Visualizing the Test

Why does this work? We can view the terms of a series \(a_n\) as areas of rectangles with a width of \(1\).

In the graph below, the curve is \(f(x) = \frac{1}{x^2}\). The points represent the terms of the series \(\sum \frac{1}{n^2}\). Since the total area under the curve from \(1\) to \(\infty\) is finite, the sum of the terms (which are bounded by the curve) must also be finite.

The Three Golden Conditions

Before you can use the Integral Test on the AP Exam, you must state and verify that the corresponding function \(f(x)\) is:

Positive: The terms are above the x-axis.
Continuous: There are no vertical asymptotes or holes for \(x \geq 1\).
Decreasing: The derivatives are negative (\(f'(x) < 0\)) or the terms clearly shrink.

Example: Testing \(\sum_{n=1}^{\infty} \frac{1}{n^2}\)

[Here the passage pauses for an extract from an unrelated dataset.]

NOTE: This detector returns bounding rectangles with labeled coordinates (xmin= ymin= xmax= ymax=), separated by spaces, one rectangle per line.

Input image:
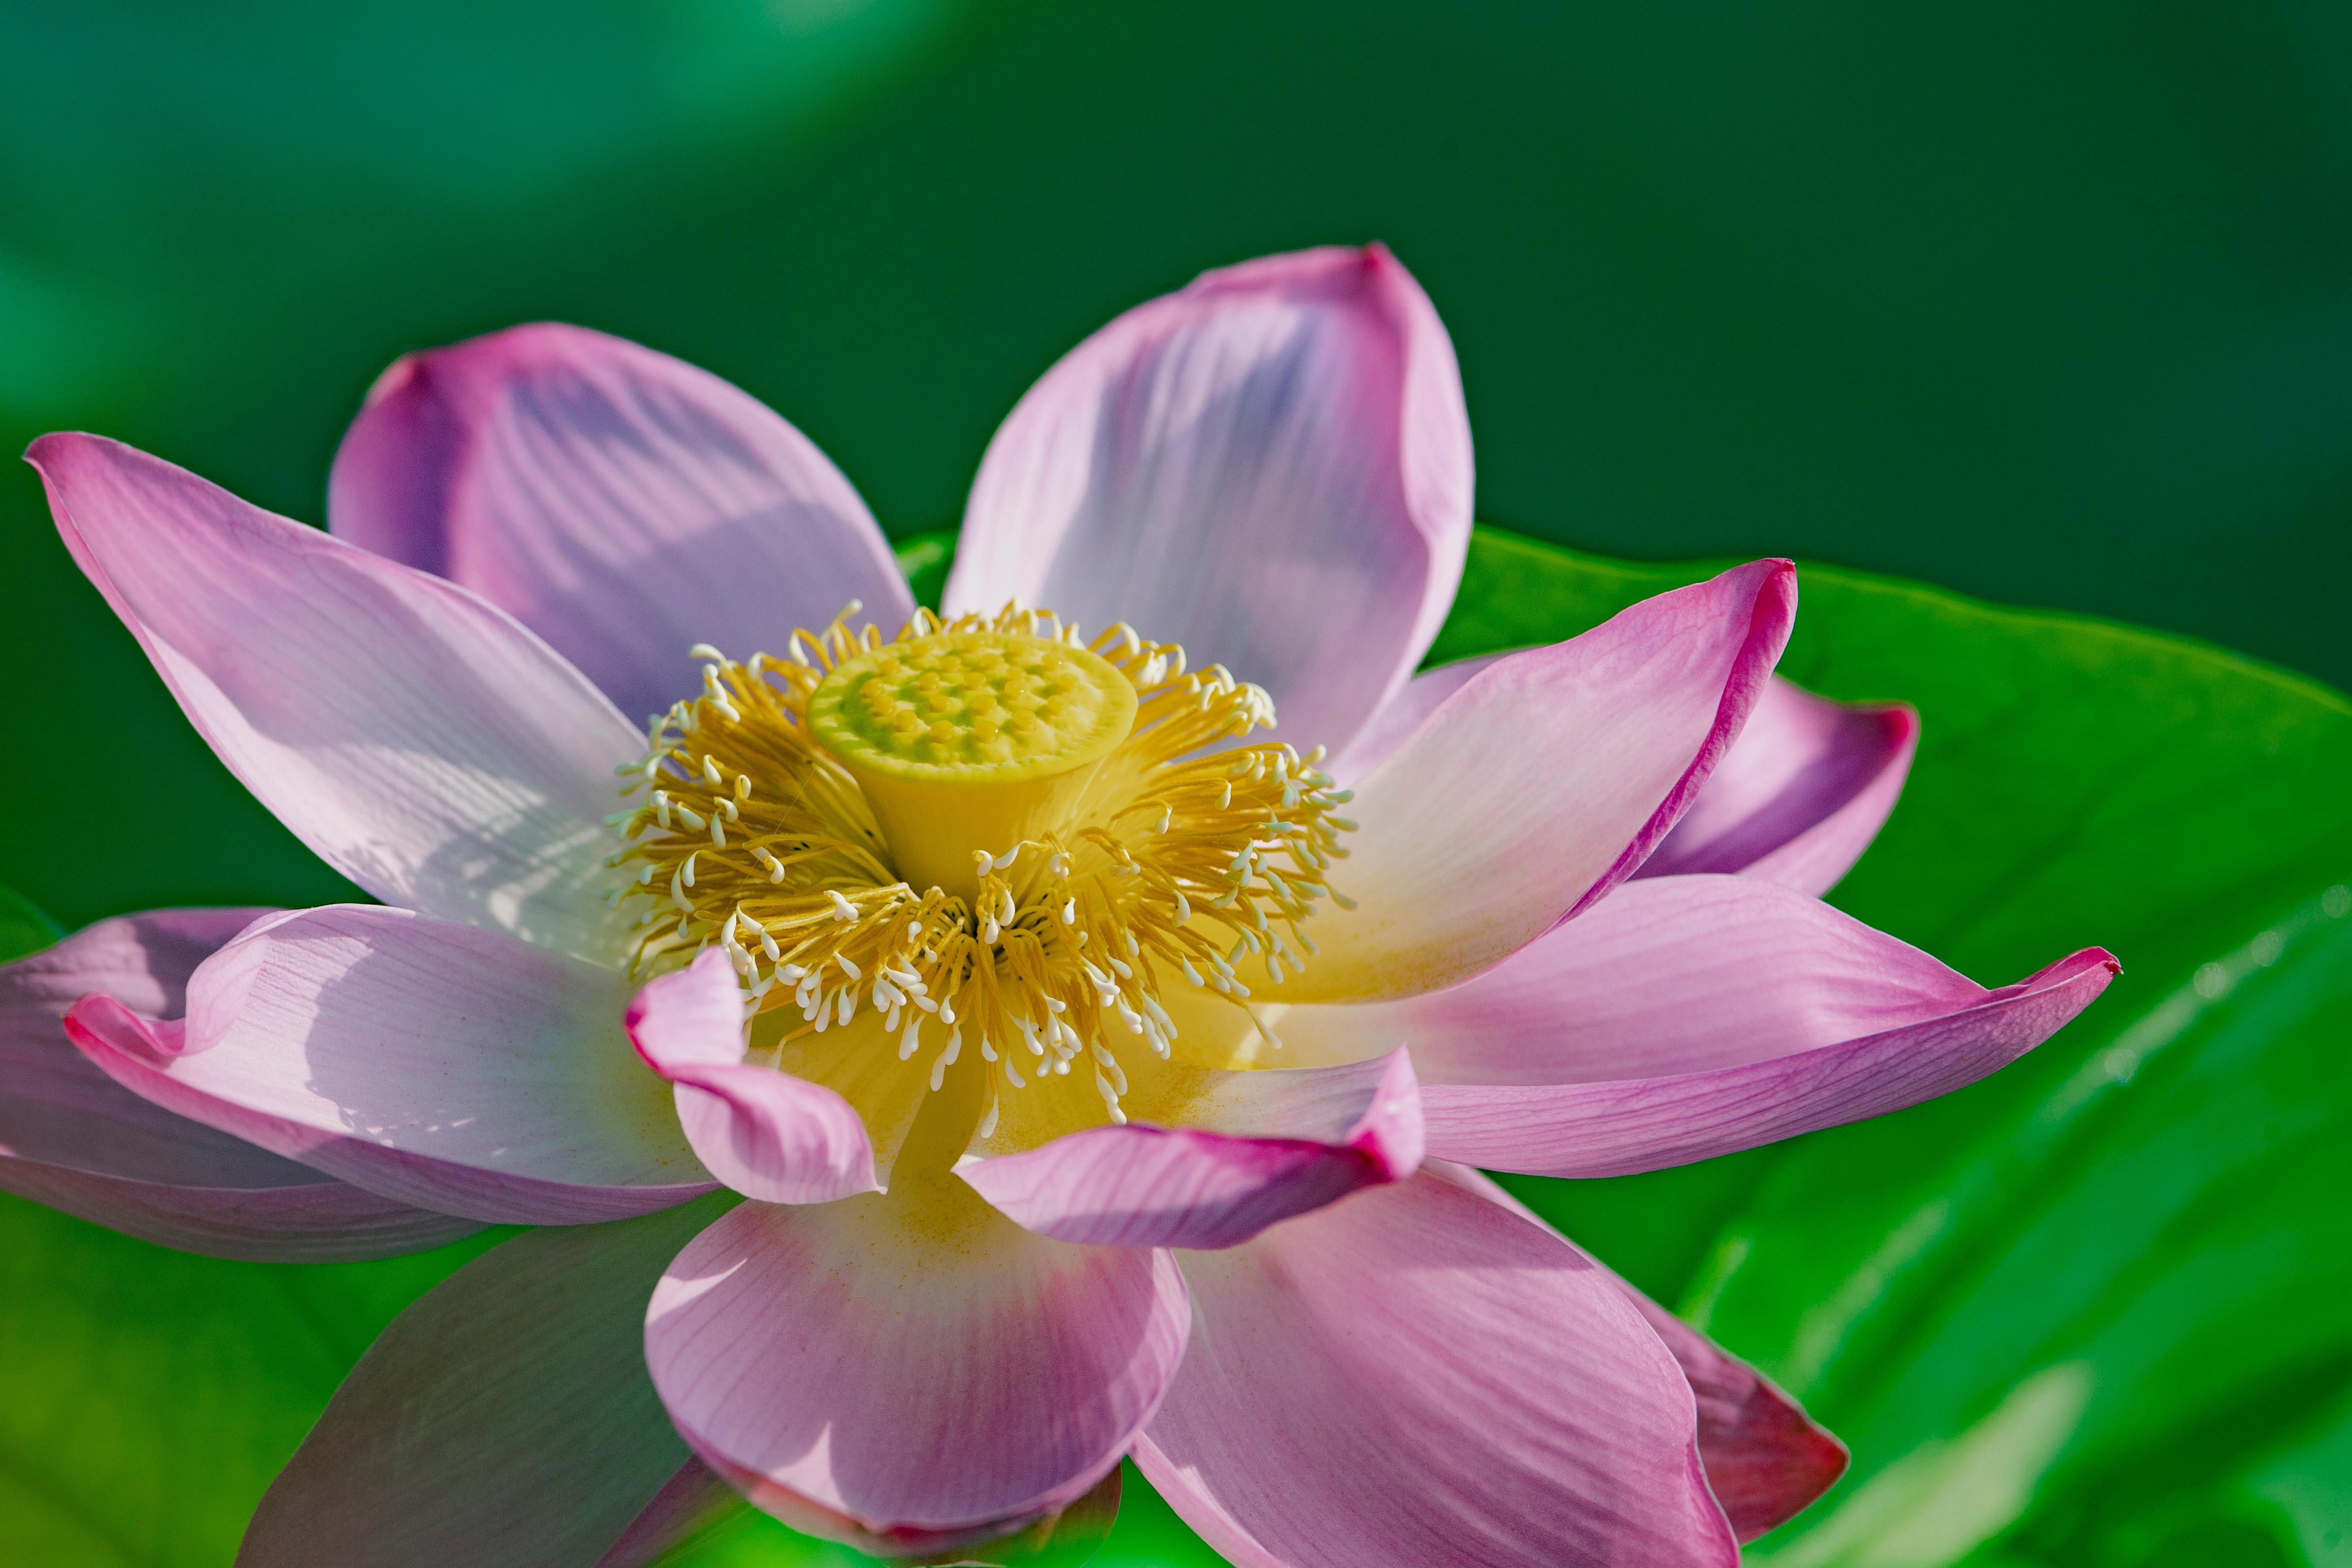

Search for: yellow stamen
xmin=610 ymin=603 xmax=1352 ymax=1164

Let \(f(x) = \frac{1}{x^2}\). This function is positive, continuous, and decreasing on \([1, \infty)\). Let's integrate:

\[ \int_{1}^{\infty} \frac{1}{x^2} \, dx = \lim_{t \to \infty} \left[ -\frac{1}{x} \right]_{1}^{t} = \lim_{t \to \infty} \left( -\frac{1}{t} + 1 \right) = 1 \]

Since the integral converges to \(1\), the series \(\sum_{n=1}^{\infty} \frac{1}{n^2}\) converges. (Note: This does not mean the sum of the series is \(1\). The integral only shares convergence, not the exact sum value).

Extension: Euler's Solution to the Basel Problem

We just proved that \(\sum_{n=1}^{\infty} \frac{1}{n^2}\) converges using the Integral Test. But what does it converge to? This was known as the Basel Problem. In 1734, the brilliant mathematician Leonhard Euler shocked the world by proving that the sum is exactly:

\[ \sum_{n=1}^{\infty} \frac{1}{n^2} = \frac{\pi^2}{6} \approx 1.6449 \]

It is mind-bending that the infinite sum of squares of reciprocals yields a result involving \(\pi\), the circle constant!